Кто‑то громко, начальственно разговаривал со сторожем при пакгаузе, спрашивая, чья это машина и где водитель. Сторож что‑то отвечал, начальственный голос перебивал его, в нем слышалось недовольство, что сторож не знает, откуда машина и как скоро вернется шофер.

У дяди Пети мгновенно ослабли колени. Круто свернув, он с откуда‑то взявшейся в нем быстротой и легкостью, почти не касаясь подошвами сапог булыжной мостовой, перебежал через проезд к груде сваленных порожних ящиков, бочек, и, схоронившись там, стал, едва дыша, с бурно колотящимся сердцем.

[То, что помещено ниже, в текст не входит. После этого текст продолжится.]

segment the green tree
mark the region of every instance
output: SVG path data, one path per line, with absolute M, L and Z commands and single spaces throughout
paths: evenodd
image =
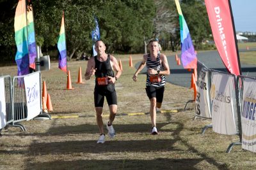
M 109 52 L 143 52 L 144 37 L 152 34 L 154 15 L 153 1 L 122 1 L 100 7 L 96 15 Z
M 180 3 L 195 48 L 200 48 L 203 40 L 212 39 L 211 29 L 203 0 L 183 0 Z

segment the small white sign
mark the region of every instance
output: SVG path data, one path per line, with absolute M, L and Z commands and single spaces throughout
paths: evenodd
M 41 111 L 40 75 L 39 72 L 35 72 L 24 78 L 28 106 L 27 120 L 36 117 Z

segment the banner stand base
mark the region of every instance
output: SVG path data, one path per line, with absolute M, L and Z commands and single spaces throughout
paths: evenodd
M 19 127 L 19 128 L 20 128 L 20 129 L 21 129 L 22 131 L 27 131 L 24 125 L 22 125 L 22 124 L 19 124 L 19 123 L 15 123 L 15 124 L 7 124 L 7 125 L 6 125 L 6 127 L 7 127 L 8 126 L 12 126 L 12 127 Z
M 43 112 L 43 113 L 40 114 L 36 117 L 35 117 L 35 118 L 36 119 L 42 118 L 42 119 L 51 120 L 52 117 L 51 117 L 51 115 L 49 114 Z
M 206 129 L 208 128 L 212 128 L 212 125 L 207 125 L 204 127 L 203 129 L 202 129 L 202 134 L 204 134 L 204 132 L 205 132 Z
M 242 145 L 242 143 L 239 141 L 239 142 L 233 142 L 232 143 L 231 143 L 230 145 L 229 145 L 228 148 L 227 148 L 226 153 L 229 153 L 232 149 L 233 148 L 234 146 L 235 145 Z
M 188 101 L 187 101 L 187 103 L 186 103 L 185 107 L 184 108 L 184 110 L 186 110 L 186 108 L 187 108 L 187 105 L 189 103 L 193 103 L 195 102 L 194 100 L 189 100 Z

Голоса возле машины продолжали звучать. Дядя Петя осторожно выглянул поверх ящиков, стараясь разглядеть того, кто допытывался, где шофер. Не выяснив у сторожа ничего определенного, человек медленно прохаживался возле грузовика, видимо решив дожидаться. Нет, это был не автоинспектор. Это был какой‑то никогда не встречавшийся дяде Пете мужчина, с рослой фигурой, одетый по‑городскому – в костюме, с галстуком, в шляпе. В руках он держал плащ и большой, на двух никелированных замках, портфель.

Дядя Петя лишь на секунду обрадовался, что это не автоинспектор, и тут же волнение его и тревога возросли. Что это за человек? Кто он, откуда? Зачем он тут? Для чего ему нужен он, совхозный шофер Клушин?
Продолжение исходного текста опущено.